A review by bunnipdf
White Smoke by Tiffany D. Jackson

adventurous dark tense fast-paced
  • Plot- or character-driven? Plot
  • Strong character development? It's complicated
  • Loveable characters? Yes
  • Diverse cast of characters? Yes
  • Flaws of characters a main focus? It's complicated

3.75

This book is in divine form as an audiobook. Chilling descriptions, creepy “creaks,” and haunting voices bring this horror novel to life, even when sharing stories of the dead.

White Smoke delivers increasing fascination and disturbance with every chapter, as two horror stories unfold. The first a chilling journey that follows an anxious Mari and her fractured, blended, family moving into an infamous home within an infamous town. Mari is suspicious from the very beginning, and so an intimate connection with her fears and suspicions forms easily. Jackson beautifully pulls in her audience through her young, black, and misunderstood heroine. Every sleepless night Mari endures in her new home will have you checking the dark corners of your own.

The second story White Smoke shares with us is equally the stuff of nightmares, as readers witness the horrors of what happens to a black community that is left to die by its leaders and lawmakers. 

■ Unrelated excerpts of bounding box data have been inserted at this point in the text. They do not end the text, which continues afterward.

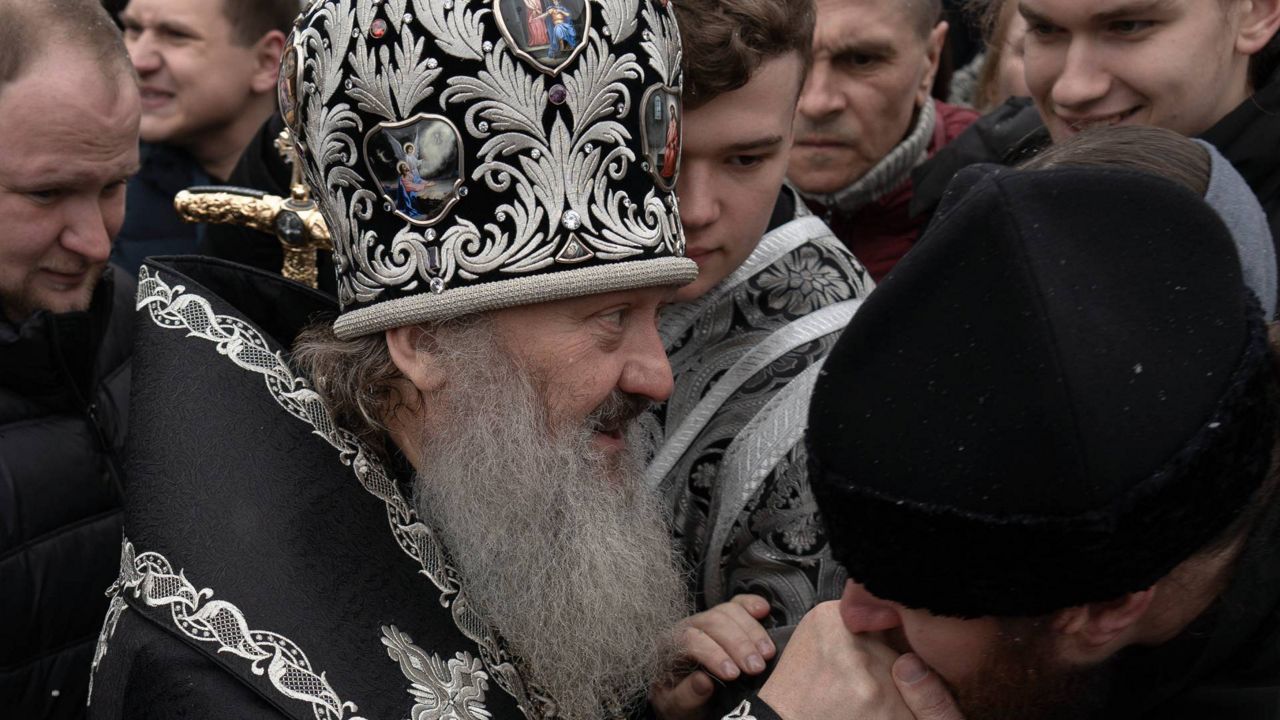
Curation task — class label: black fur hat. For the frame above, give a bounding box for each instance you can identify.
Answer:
[808,162,1277,618]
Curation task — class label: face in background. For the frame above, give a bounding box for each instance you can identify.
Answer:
[995,0,1030,105]
[0,46,140,322]
[1019,0,1275,141]
[415,283,687,720]
[676,53,803,302]
[120,0,279,155]
[840,580,1111,720]
[787,0,946,193]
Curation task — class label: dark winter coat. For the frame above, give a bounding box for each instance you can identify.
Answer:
[0,268,134,719]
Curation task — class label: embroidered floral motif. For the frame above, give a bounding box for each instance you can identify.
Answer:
[724,700,755,720]
[111,538,362,720]
[137,266,545,717]
[758,246,852,315]
[383,625,490,720]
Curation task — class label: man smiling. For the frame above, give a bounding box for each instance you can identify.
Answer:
[913,0,1280,286]
[91,0,698,720]
[111,0,298,273]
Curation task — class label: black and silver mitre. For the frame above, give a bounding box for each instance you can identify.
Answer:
[280,0,698,337]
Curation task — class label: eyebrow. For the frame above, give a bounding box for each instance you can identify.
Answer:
[1018,0,1174,24]
[724,135,782,152]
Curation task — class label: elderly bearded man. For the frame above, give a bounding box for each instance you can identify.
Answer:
[91,0,696,720]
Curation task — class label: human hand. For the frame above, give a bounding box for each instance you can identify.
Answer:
[893,652,964,720]
[759,601,916,720]
[649,594,777,720]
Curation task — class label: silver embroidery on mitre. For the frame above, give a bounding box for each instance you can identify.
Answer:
[294,0,684,307]
[383,625,492,720]
[137,266,545,719]
[109,538,364,720]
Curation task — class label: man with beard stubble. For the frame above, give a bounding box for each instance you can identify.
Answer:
[0,0,140,720]
[787,0,978,282]
[748,156,1280,720]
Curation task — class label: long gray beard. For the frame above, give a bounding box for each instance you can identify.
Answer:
[416,325,689,720]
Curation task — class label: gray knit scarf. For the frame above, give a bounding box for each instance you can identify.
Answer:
[800,100,937,222]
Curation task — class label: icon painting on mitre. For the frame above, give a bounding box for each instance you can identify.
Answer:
[365,115,462,224]
[643,87,681,188]
[498,0,590,69]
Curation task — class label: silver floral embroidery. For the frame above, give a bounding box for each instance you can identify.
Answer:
[110,538,362,720]
[298,0,684,306]
[383,625,490,720]
[137,266,545,717]
[723,700,755,720]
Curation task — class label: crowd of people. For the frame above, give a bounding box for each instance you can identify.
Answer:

Both mystery and horror soar in this novel. The cast of characters are so strong, and readers will easily find the heroes and villains. But the significance of the story’s themes on gentrification, race, class, and criminalization are not done justice by such simple explanations that Jackson provides by the end of the novel. Mari’s story is tied up neatly enough, but I was left unsatisfied by her final chapters.